A 1% tax increase seems incredibly small compared to the 100% tax increases forced on county residents all over this state by forced annexation.
Isn't it time "our" legislators had An Honest Discussion about Annexation Reform?
Unfortunately the long-running "cities cannot grow without forced annexation" mantra by the League of Municipalities begins on a foundation of misrepresentation. It is false to speak as if the citizens asking for reform are proposing to put an end to annexation by cities. An honest discussion cannot begin with a false
premise.
The citizens seeking reform want the legislature to reform a small subset of the annexation powers of the cities. Cities can
annex to their hearts content, but put an end to the acknowledged abuses of taxpaying property owners who are victimized by forced annexation.
Forced annexation by cities represents less than 20 percent of all the annexations by NC cities. No one is proposing to restrict anything in the
law regarding the over 80 percent of annexations into cities that are accomplished voluntarily by property owners.
The historical facts regarding annexations initiated by cities, rather than the property owners, before the cities were given the power to forcibly
annex in 1959, show that in 60% of the annexations proposed by the city to property owners, the property owners said yes.

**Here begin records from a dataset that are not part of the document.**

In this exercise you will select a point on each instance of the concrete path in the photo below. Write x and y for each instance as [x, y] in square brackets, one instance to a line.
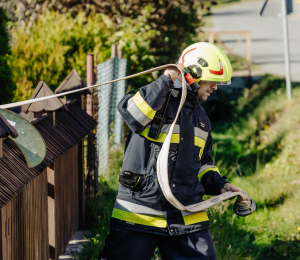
[267, 36]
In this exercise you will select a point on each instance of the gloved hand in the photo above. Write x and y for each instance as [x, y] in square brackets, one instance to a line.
[242, 201]
[172, 73]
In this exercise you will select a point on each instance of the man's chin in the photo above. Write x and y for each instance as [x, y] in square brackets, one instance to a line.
[203, 98]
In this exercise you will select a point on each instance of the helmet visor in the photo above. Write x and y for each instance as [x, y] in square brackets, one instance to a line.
[216, 82]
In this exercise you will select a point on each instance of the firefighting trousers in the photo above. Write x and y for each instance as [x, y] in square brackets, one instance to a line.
[134, 245]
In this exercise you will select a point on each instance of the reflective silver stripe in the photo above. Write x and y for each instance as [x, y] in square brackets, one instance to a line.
[200, 133]
[205, 167]
[138, 209]
[136, 113]
[165, 129]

The truth about the discussion to reform the annexation laws is that meaningful reform would protect property owners from municipal abuse that
might result in less than a 5% reduction in successful annexations of land into municipalities.
The robust Regional Economies of the State consist of diverse types of land use and a variety of levels of government that are much more effective than
a monolithic municipal government.
Health, safety, and other amenities like streets, parks, libraries, courts and records, sheriffs, water & sewer infrastructure are paid for by all
citizens of this State, not just municipal residents. State and Federal tax dollars flow into municipal coffers and no one outside the cities is
complaining.
Twenty acre farms are not developed to "municipal standards" yet they are routinely included in forced annexations.
Sales tax distribution varies by county and is barely relevant to the annexation reform discussion.
The "20 point plan" proposed by the city lobbyists achieve nothing meaningful to address the abuses acknowledged by the recent legislative
study. Fifty years ago the legislators delegated a unilateral power to the cities and it is now abundantly clear that checks and balances to this power
and oversight is needed by inserting the voice of the local County Government to represent all of their constituents affected by forced
annexations.
Establishing oversight, requiring that meaningful services are needed and delivered, and restoring the right to have a vote in ALL forms of annexation
versus a miniscule reduction in the galloping rate of annexation by NC cities is worth it.
Senator Shaw's Senate Bill 494 and House Bill 645 are the only bills that bring meaningful reforms to the table.
How shameful for anyone who has ever been elected to office by a vote of the people to lobby against people having their vote restored on an issue that
affects them directly through taxation and regulation. And to do it by misrepresenting the truth about the debate is more than shameful.
Any yet some of the media, legislators, and general public continue to believe the entirely false information published by The League and city officials.